- PI: Amirali Aghazadeh, Assistant Professor, School of Electrical and Computer Engineering, Georgia Tech
- PI: Amanda Stockton, School of Chemistry & Biochemistry, Georgia Tech
Why It's Important: How did life begin on Earth? One of the biggest questions in science is figuring out which essential biological molecules could have formed naturally before life even existed, in what scientists call ‘prebiotic’ conditions. Histidine is particularly puzzling. This amino acid is crucial for biological catalysis and enzyme function today, but previous research suggests it probably couldn't have formed through known prebiotic pathways. The evidence? It's missing from meteorites and doesn't show up in classical synthesis experiments. This matters enormously for origins-of-life research and astrobiology. If histidine really couldn't emerge prebiotically, that's a serious challenge to our understanding of how early catalytic systems evolved.
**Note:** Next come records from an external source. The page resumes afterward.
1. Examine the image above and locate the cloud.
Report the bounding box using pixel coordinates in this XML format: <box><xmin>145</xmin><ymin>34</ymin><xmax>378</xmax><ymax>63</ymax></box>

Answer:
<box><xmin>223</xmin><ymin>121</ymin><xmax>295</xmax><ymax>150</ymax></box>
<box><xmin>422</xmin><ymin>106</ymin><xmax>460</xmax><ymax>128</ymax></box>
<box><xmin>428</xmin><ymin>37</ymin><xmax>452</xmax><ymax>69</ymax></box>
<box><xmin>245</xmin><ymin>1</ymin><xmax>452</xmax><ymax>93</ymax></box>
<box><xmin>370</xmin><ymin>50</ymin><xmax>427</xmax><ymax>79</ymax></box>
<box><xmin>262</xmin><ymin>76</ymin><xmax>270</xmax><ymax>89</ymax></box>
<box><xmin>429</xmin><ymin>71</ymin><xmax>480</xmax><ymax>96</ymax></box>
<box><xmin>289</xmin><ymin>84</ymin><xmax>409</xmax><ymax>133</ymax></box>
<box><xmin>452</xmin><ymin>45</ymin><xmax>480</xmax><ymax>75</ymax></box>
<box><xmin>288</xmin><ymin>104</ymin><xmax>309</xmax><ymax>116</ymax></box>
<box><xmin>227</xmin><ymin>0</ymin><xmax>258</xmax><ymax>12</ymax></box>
But if we can find plausible prebiotic pathways for histidine synthesis, it could completely change how we search for biosignatures on other planets and guide our current planetary missions.
Our Approach: We will develop a multi-agent AI system that functions like a team of specialized AI scientists, each expert in analyzing different types of scientific data. Unlike traditional AI approaches that require standardized datasets, our agentic system can adapt to the fragmented, multimodal nature of origins-of-life data.